Après plusieurs de ces tentatives de persuasion, Nebogipfel céda.
Il m’apprit que l’atmosphère de la Terre était de nature dynamique. L’atmosphère ne connaissait que deux états naturellement stables, dont aucun ne pouvait entretenir la vie ; et l’air retombait dans l’un de ces états, loin de l’étroit faisceau des conditions favorables à la vie, s’il était par trop perturbé.
— Mais je ne comprends pas. Si l’atmosphère est un mélange aussi instable que vous le suggérez, comment se fait-il qu’elle ait réussi à nous maintenir en vie comme elle l’a fait pendant des millions d’années ?
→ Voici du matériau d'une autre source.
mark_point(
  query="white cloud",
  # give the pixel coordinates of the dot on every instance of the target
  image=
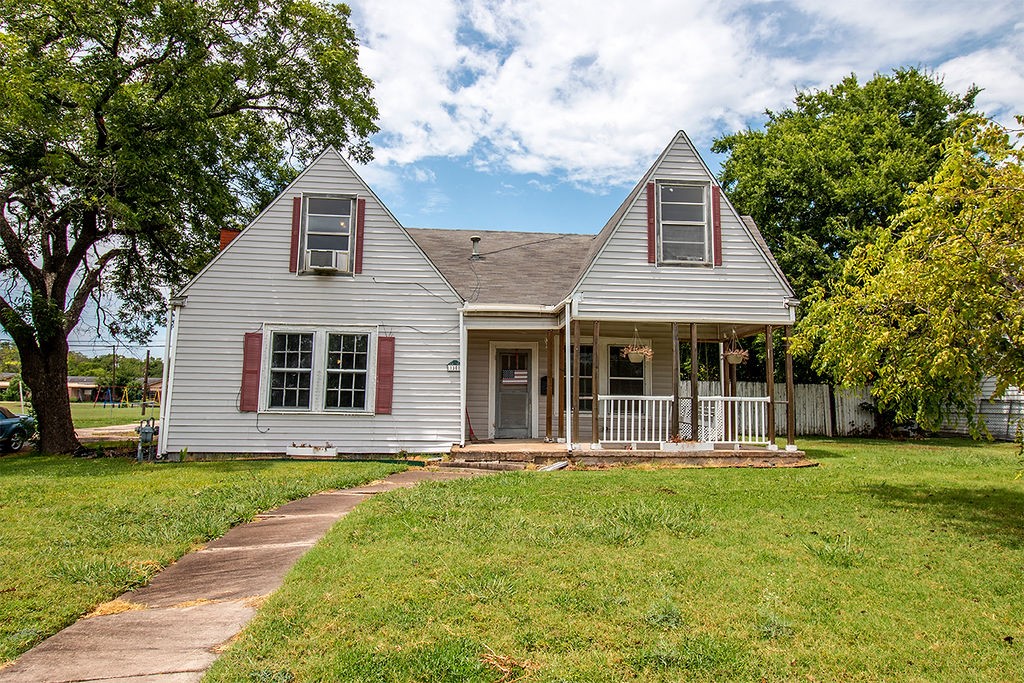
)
(590, 91)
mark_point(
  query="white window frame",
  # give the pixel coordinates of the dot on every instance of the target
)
(304, 267)
(317, 398)
(707, 223)
(605, 378)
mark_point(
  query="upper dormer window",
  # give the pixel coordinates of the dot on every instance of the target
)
(683, 210)
(328, 230)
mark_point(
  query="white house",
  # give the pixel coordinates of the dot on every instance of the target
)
(327, 322)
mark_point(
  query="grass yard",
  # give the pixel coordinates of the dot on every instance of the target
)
(96, 415)
(77, 532)
(888, 562)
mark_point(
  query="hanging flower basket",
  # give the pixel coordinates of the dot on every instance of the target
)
(637, 352)
(735, 356)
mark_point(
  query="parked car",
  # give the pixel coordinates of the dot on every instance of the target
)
(14, 429)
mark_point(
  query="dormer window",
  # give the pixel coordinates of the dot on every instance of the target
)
(327, 225)
(684, 222)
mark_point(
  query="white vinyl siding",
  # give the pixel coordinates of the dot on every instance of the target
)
(622, 285)
(248, 288)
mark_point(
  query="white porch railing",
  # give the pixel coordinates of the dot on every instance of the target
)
(733, 419)
(635, 419)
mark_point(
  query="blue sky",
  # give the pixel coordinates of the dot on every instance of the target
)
(540, 115)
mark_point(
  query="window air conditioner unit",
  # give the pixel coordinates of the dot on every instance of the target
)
(326, 260)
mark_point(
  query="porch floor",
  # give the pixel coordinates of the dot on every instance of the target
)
(519, 454)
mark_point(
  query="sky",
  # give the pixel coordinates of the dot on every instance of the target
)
(541, 115)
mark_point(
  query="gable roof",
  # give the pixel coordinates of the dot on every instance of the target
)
(649, 176)
(514, 268)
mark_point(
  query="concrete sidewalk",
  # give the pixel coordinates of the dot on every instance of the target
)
(172, 630)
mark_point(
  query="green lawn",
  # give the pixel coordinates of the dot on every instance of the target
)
(888, 562)
(77, 532)
(96, 415)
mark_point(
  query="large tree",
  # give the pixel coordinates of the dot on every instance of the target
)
(935, 302)
(130, 131)
(821, 173)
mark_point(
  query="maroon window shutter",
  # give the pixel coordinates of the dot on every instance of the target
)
(651, 224)
(716, 208)
(252, 354)
(360, 224)
(385, 374)
(293, 265)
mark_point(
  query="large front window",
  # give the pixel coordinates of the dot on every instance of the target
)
(346, 372)
(683, 213)
(328, 233)
(320, 371)
(291, 370)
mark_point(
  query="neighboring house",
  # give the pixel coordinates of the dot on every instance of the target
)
(81, 388)
(327, 322)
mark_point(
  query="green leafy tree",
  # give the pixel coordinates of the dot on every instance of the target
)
(130, 132)
(935, 302)
(821, 174)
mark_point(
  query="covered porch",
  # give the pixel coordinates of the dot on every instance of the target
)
(568, 384)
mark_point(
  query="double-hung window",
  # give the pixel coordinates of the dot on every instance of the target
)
(684, 213)
(291, 371)
(346, 372)
(328, 233)
(625, 377)
(320, 371)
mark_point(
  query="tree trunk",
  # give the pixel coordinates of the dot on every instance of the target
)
(44, 370)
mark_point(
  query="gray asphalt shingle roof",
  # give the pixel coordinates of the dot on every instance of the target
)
(514, 268)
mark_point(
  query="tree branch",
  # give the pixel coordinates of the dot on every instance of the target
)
(85, 289)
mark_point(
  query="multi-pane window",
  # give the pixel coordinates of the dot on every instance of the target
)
(625, 377)
(346, 371)
(683, 211)
(291, 370)
(328, 232)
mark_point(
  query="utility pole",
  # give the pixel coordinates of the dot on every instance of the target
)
(145, 381)
(114, 374)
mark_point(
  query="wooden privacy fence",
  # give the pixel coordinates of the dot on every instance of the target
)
(820, 410)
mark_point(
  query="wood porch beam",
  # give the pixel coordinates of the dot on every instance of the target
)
(694, 394)
(770, 380)
(549, 393)
(674, 426)
(576, 380)
(791, 413)
(594, 375)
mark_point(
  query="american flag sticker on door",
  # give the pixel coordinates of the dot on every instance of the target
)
(514, 377)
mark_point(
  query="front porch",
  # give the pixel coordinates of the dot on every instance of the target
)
(571, 387)
(520, 454)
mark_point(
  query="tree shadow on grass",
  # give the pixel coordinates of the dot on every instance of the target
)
(988, 512)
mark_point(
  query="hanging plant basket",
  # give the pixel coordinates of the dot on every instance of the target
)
(637, 351)
(736, 355)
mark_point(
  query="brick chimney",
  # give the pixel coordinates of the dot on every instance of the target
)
(226, 235)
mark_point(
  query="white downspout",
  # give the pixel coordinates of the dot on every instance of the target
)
(463, 369)
(165, 407)
(568, 376)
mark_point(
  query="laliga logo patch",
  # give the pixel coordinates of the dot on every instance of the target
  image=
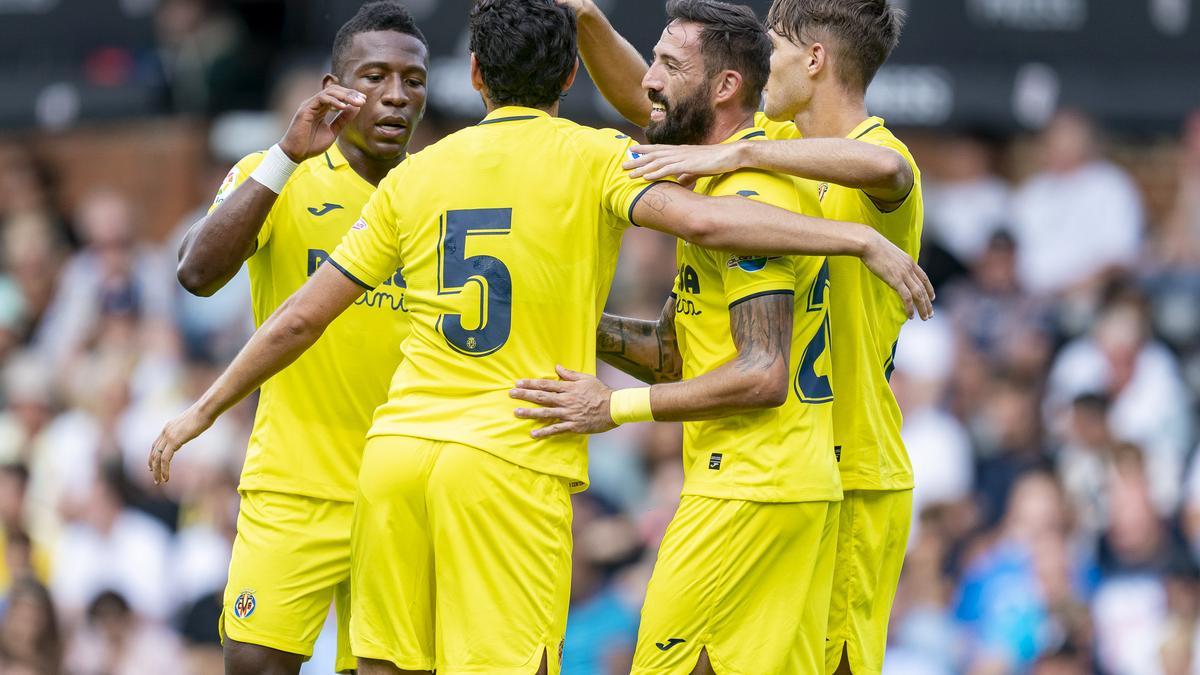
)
(245, 604)
(749, 263)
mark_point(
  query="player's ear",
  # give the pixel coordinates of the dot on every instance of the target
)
(477, 76)
(727, 87)
(570, 78)
(817, 59)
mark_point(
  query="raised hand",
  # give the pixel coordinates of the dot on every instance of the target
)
(310, 133)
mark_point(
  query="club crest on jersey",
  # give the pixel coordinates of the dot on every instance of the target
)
(227, 185)
(245, 604)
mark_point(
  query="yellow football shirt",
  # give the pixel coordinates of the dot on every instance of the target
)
(865, 323)
(312, 418)
(784, 454)
(508, 233)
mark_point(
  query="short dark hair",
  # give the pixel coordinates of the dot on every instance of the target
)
(864, 31)
(526, 49)
(379, 15)
(732, 39)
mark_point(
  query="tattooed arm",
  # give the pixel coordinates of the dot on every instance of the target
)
(756, 378)
(647, 350)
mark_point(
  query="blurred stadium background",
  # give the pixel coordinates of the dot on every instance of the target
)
(1050, 407)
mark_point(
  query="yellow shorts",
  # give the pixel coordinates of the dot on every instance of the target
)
(748, 581)
(462, 561)
(291, 560)
(871, 543)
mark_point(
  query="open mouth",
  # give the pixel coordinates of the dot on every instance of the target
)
(391, 127)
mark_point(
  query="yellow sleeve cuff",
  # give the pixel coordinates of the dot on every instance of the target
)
(630, 405)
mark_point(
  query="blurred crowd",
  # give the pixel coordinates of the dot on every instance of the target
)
(1050, 412)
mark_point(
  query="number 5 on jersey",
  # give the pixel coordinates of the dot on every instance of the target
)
(485, 274)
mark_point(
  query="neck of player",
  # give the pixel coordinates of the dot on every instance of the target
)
(727, 123)
(370, 168)
(832, 113)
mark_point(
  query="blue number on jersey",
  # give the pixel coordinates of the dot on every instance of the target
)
(810, 387)
(487, 273)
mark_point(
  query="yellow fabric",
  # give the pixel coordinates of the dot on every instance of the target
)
(313, 417)
(630, 405)
(462, 561)
(865, 320)
(508, 233)
(291, 560)
(781, 454)
(871, 541)
(748, 581)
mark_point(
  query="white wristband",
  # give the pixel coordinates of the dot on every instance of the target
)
(275, 169)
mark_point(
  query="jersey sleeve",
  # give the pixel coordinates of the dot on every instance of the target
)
(751, 276)
(370, 250)
(237, 175)
(621, 192)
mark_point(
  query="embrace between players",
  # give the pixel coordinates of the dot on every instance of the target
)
(412, 308)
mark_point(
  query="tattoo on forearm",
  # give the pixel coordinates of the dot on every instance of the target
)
(762, 330)
(647, 350)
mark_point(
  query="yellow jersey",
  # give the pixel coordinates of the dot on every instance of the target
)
(865, 320)
(783, 454)
(508, 233)
(312, 417)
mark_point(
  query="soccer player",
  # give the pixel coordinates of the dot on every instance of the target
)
(508, 236)
(743, 578)
(292, 555)
(826, 54)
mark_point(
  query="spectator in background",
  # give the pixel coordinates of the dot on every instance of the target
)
(112, 547)
(601, 627)
(29, 631)
(115, 641)
(1137, 556)
(1012, 589)
(1177, 242)
(114, 270)
(1151, 405)
(1083, 463)
(965, 201)
(1002, 323)
(1009, 440)
(1079, 217)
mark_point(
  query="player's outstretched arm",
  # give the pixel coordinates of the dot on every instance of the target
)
(881, 172)
(647, 350)
(615, 65)
(747, 227)
(217, 244)
(287, 334)
(756, 378)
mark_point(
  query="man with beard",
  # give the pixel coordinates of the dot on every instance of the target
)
(744, 573)
(292, 556)
(826, 54)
Il m’informa que l’évolution de l’atmosphère avait été puissamment modifiée par l’action de la vie elle-même.
— Il existe un équilibre des gaz atmosphériques, de la température et de la pression idéal pour la vie. Aussi la vie œuvre-t-elle, au travers d’immenses cycles inconscients dont chacun implique des milliards d’organismes travaillant aveuglément, à maintenir cet équilibre.
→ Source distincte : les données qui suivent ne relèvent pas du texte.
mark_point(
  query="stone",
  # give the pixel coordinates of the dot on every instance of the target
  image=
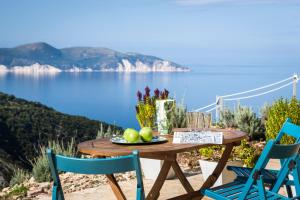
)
(5, 189)
(34, 192)
(31, 180)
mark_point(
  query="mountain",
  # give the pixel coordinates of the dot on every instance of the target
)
(25, 125)
(81, 59)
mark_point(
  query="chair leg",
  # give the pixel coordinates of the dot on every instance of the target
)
(289, 191)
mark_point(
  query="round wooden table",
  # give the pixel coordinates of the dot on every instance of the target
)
(167, 152)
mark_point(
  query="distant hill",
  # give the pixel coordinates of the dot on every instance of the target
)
(25, 125)
(83, 58)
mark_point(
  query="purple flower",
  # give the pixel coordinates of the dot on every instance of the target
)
(139, 95)
(147, 91)
(137, 109)
(156, 93)
(166, 93)
(145, 98)
(162, 95)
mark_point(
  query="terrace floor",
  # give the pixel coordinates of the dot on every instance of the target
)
(170, 189)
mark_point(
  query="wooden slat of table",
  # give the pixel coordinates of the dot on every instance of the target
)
(103, 147)
(167, 152)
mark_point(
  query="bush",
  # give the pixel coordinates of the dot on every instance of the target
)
(19, 176)
(177, 116)
(17, 190)
(40, 170)
(278, 113)
(246, 152)
(108, 133)
(247, 121)
(244, 119)
(227, 119)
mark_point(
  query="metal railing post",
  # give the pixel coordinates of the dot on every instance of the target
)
(295, 80)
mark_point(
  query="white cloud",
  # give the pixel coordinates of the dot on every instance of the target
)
(234, 2)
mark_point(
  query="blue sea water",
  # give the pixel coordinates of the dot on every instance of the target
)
(111, 96)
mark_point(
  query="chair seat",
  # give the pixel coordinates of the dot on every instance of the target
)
(243, 174)
(233, 190)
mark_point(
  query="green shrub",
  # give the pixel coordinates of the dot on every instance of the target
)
(264, 113)
(227, 119)
(40, 170)
(177, 117)
(19, 176)
(244, 119)
(17, 190)
(212, 153)
(247, 153)
(108, 133)
(278, 113)
(247, 121)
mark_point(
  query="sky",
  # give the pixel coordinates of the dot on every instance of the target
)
(189, 32)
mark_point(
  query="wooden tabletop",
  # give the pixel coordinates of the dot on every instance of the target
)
(104, 147)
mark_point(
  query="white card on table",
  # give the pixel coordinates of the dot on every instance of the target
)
(196, 137)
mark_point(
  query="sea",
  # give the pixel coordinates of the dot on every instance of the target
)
(111, 96)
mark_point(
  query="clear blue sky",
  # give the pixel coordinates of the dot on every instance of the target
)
(242, 32)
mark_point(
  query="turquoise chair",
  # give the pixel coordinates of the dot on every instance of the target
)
(93, 166)
(270, 176)
(254, 187)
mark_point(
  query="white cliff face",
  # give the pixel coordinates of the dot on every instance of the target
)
(34, 69)
(138, 66)
(123, 66)
(3, 69)
(78, 69)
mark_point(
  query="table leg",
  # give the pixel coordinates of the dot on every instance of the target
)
(212, 178)
(185, 183)
(154, 192)
(115, 187)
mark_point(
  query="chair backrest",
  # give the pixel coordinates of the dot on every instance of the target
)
(289, 129)
(93, 166)
(273, 150)
(198, 120)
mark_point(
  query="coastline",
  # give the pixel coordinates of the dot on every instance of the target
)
(122, 67)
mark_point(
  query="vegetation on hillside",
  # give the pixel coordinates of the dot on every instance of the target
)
(279, 111)
(25, 126)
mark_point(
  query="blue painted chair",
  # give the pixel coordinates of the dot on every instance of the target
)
(254, 187)
(270, 176)
(93, 166)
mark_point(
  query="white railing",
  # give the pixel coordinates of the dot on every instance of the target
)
(219, 103)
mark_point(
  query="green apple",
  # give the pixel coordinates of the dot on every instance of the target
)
(131, 135)
(146, 134)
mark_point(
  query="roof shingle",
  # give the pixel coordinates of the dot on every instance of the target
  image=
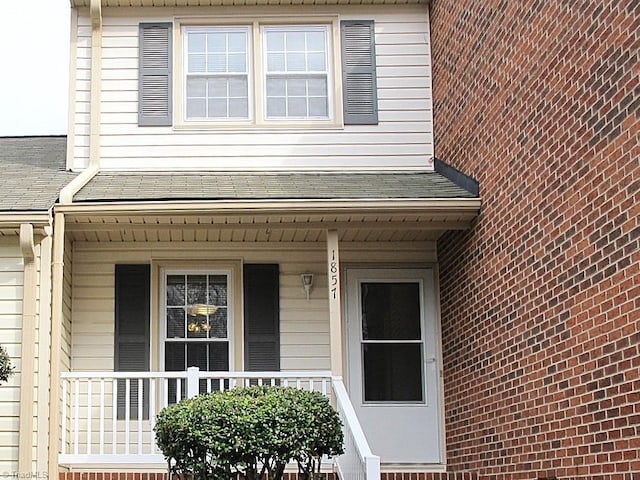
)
(32, 172)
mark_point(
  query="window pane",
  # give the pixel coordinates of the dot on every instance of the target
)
(196, 87)
(275, 62)
(196, 289)
(217, 87)
(315, 41)
(275, 41)
(196, 108)
(295, 41)
(175, 322)
(237, 42)
(296, 62)
(315, 62)
(197, 63)
(174, 358)
(297, 87)
(276, 107)
(317, 87)
(216, 42)
(297, 107)
(276, 87)
(218, 356)
(392, 372)
(390, 311)
(318, 107)
(218, 108)
(237, 63)
(175, 290)
(238, 108)
(197, 355)
(217, 63)
(196, 42)
(218, 324)
(238, 87)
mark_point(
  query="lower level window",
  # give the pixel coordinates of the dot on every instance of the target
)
(197, 323)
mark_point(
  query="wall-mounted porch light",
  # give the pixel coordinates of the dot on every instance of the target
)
(307, 283)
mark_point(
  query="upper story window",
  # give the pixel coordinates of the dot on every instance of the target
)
(217, 73)
(296, 76)
(263, 74)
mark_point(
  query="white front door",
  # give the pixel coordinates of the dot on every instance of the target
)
(393, 362)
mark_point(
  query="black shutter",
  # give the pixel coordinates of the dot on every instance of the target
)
(132, 284)
(262, 317)
(359, 84)
(154, 91)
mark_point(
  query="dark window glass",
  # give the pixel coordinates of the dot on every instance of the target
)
(392, 372)
(390, 311)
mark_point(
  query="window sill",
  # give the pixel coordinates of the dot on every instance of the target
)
(266, 127)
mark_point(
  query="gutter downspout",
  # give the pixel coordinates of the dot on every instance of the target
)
(66, 197)
(57, 319)
(27, 373)
(73, 187)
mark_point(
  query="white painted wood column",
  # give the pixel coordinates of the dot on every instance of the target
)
(335, 311)
(28, 351)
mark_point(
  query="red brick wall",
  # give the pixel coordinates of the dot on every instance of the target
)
(539, 101)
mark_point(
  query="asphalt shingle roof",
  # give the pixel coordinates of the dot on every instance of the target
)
(254, 186)
(32, 172)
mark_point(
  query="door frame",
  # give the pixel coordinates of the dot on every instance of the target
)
(438, 350)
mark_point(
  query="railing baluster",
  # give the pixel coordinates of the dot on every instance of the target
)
(65, 383)
(89, 408)
(140, 413)
(114, 415)
(101, 427)
(127, 414)
(152, 414)
(76, 418)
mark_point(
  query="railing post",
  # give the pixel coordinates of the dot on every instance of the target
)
(193, 383)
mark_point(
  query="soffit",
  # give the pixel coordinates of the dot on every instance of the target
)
(212, 3)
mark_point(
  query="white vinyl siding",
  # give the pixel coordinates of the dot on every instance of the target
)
(304, 324)
(402, 139)
(11, 283)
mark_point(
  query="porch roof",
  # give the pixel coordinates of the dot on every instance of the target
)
(144, 187)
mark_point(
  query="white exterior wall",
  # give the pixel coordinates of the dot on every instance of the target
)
(11, 284)
(304, 325)
(403, 138)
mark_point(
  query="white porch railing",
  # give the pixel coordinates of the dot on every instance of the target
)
(357, 462)
(108, 417)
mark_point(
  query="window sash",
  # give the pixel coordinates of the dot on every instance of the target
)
(217, 87)
(182, 299)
« Mais cet équilibre est intrinsèquement instable. Il est, voyez-vous, comme un crayon reposant sur la pointe : pareil objet risque à tout instant de tomber à la moindre sollicitation. Nous Morlocks avons appris qu’on intervient dans les cycles de la vie à ses risques et périls ; nous avons appris que, si l’on choisit de perturber les divers mécanismes par lesquels se maintient la stabilité atmosphérique, ils doivent être alors réparés ou remplacés. Quel dommage, dit-il d’un ton appuyé, que ces néohumains, ces navigateurs de l’espace que vous idolâtrez, n’aient pas appris ces simples vérités !
— Parlez-moi de ces deux états stables, Morlock ; car il me semble que nous allons nous retrouver dans l’un ou l’autre !
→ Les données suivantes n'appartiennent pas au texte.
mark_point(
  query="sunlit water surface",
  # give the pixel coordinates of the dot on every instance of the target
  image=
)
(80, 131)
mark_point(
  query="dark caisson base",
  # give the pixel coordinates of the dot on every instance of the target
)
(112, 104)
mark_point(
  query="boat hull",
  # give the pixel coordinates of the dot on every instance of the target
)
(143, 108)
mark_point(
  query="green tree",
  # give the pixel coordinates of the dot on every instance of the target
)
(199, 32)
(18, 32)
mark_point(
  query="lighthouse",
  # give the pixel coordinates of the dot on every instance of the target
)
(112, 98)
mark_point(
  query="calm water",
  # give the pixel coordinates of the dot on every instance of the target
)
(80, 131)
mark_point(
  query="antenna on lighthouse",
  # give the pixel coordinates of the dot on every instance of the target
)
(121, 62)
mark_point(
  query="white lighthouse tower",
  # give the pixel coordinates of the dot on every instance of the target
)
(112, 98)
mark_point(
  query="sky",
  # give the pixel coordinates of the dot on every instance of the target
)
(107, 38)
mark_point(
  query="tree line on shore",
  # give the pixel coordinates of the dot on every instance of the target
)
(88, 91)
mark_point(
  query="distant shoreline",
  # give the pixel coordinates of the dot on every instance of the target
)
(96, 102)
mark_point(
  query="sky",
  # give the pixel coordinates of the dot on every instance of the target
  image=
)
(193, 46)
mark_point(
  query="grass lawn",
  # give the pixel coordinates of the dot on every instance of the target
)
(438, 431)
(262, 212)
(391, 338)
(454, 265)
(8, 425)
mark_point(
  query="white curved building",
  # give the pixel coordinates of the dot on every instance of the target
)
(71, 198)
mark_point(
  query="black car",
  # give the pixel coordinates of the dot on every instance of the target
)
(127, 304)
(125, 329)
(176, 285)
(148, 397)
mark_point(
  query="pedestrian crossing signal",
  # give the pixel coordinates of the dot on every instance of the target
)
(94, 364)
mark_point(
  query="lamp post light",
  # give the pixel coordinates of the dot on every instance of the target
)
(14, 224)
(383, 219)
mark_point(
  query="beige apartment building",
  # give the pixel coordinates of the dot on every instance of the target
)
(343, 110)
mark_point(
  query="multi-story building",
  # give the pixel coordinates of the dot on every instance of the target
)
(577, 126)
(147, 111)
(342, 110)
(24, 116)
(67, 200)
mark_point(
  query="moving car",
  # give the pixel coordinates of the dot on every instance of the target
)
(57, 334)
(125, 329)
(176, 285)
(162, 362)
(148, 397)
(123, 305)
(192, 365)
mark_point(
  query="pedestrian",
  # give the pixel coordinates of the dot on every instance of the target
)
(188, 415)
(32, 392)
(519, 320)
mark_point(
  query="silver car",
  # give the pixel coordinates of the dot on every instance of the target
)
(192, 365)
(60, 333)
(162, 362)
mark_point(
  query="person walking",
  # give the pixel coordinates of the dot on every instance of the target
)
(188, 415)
Dans le premier des deux états stables mortels, m’informa Nebogipfel, la surface de la Terre se consumerait : l’atmosphère pourrait devenir opaque comme la couverture nuageuse de Vénus et emprisonner la chaleur du Soleil. De tels nuages, épais de plusieurs milles, occulteraient la plus grande partie du rayonnement solaire, ne laissant passer qu’une terne lueur rougeâtre ; le Soleil serait invisible depuis la surface de la Terre, de même que les planètes ou les étoiles. Des éclairs jailliraient continuellement dans l’atmosphère ténébreuse et le sol, porté au rouge, serait stérilisé.
— C’est possible, dis-je en tentant de réprimer mes frissons, mais, comparée à cette fichue glacière, la Terre serait une agréable station balnéaire… Et le second de vos états stables ?
— La Terre blanche.
Il ferma les yeux et ne voulut plus me parler.